19

I am going nuts trying to figure this out. How can I in R, define the reference level to use in a binary logistic regression? What about the multinomial logistic regression? Right now my code is:

logistic.train.model3 <- glm(class~ x+y+z,
                         family=binomial(link=logit), data=auth, na.action = na.exclude)

my response variable is "YES" and "NO". I want to predict the probability of someone responding with "YES".

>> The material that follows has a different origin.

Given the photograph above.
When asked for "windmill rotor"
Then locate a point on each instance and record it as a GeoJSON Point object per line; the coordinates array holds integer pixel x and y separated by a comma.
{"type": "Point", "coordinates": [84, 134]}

I DO NOT want to recode the variable to 0 / 1. Is there a way I can tell the model to predict "YES" ?

Thank you for your help.

blast00
  • 559
  • 2
  • 8
  • 18
  • Make class a factor - see `?factor` – user20650 Apr 25 '14 at 00:38
  • My class variable, is a factor variable. I am looking to assign the event, or the value of class that the logistic regression predicts. Right now it is predicting "NO", I want it to predict "YES". – blast00 Apr 25 '14 at 00:43
  • 1
    ok use the `I` function (as is): I(class=="yes") – user20650 Apr 25 '14 at 00:45
  • 1
    why would you do that? just multiple the coefficients by -1... Also `relevel(class, ref = 'YES')` – rawr Apr 25 '14 at 00:57
  • @user20650 can you please demonstrate where you put that function / insert that line of code? That seems to be the answer/ what I am looking for. – blast00 Apr 25 '14 at 04:26
  • @rawr I want to not change the variable values. I have tons of code that is reliant on their values, additioanlly, if I have mutlinominal regression this is a pain. – blast00 Apr 25 '14 at 05:09
  • It would be transparent if you created a new variable, inverse of `class` and use that in the model. Since it will have a new name, all the output will be clear about which variable/reference was used. – Roman Luštrik Apr 25 '14 at 07:07
  • @blast00; You can use it as `glm(I(class=="YES") ~ x+y+z`. Note while this will work for `binomial` if your outcome has more than two levels it will result in comparing one level to the rest. Defining the factor levels pre regression is best the way go here - it is only one line of code – user20650 Apr 25 '14 at 07:33
  • @rawr; apologies being thick..deleted – user20650 Apr 25 '14 at 07:36
  • user20650 - thank you here. Case closed. Post the answer. – blast00 Apr 25 '14 at 12:54

2 Answers2

22

Note that, when using auth$class <- relevel(auth$class, ref = "YES"), you are actually predicting "NO".

To predict "YES", the reference level must be "NO". Therefore, you have to use auth$class <- relevel(auth$class, ref = "NO").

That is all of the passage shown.